Sur l’économie, il est tout aussi intéressant d’entendre les responsables politiques que des chefs d’entreprises ou un prix Nobel d’économie.
Ce n’est pas une question d’entre-soi, c’est une question de richesse, de variété, et l’envie de proposer une palette d’invités plus large.
« Ce n’est pas une question d’entre-soi, c’est une question de richesse, de variété, et l’envie de proposer une palette d’invités plus large »
En tant qu’éditorialiste et observatrice de la vie politique, quel regard portez-vous sur la situation politique et sociale dans le pays ? Vous effraie-t-elle ou restez-vous suffisamment optimiste à quelques encablures de la présidentielle de 2022 ?
Je suis de nature optimiste. Mais la compilation de toutes les crises (sanitaire, économique, sociale et identitaire) que nous vivons ne me rassure pas. 2021 va être une année assez terrible.
Mais je crois beaucoup en la résilience, je sais que ce pays a de nombreux atouts et je me dis qu’un jour, dans quelques années nous sortirons de ce marasme.
Beaucoup de Français sont très sévères concernant le monde médiatique, considéré comme «mainstream» et «favorable au pouvoir en place». Selon vous, quel est le rôle, plus aujourd’hui qu’hier de la presse dans le débat démocratique ?

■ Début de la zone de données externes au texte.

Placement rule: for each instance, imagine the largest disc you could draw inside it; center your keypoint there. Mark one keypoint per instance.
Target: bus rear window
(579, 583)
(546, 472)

La presse doit garder sa mission d’informer. Malgré la recherche du buzz, et la course effrénée au scoop qui agitent souvent les rédactions. C’est pour cela notamment que nous sommes critiqués. Et aussi parce que « faire valoir son opinion », « donner son avis » est devenu la règle journalistique. Non, la règle doit rester celle d’informer. Enfin, être journaliste, ce n’est pas être seulement négatif et agressif. Ou à l’inverse bienveillant et accommodant, être journaliste c’est être curieux.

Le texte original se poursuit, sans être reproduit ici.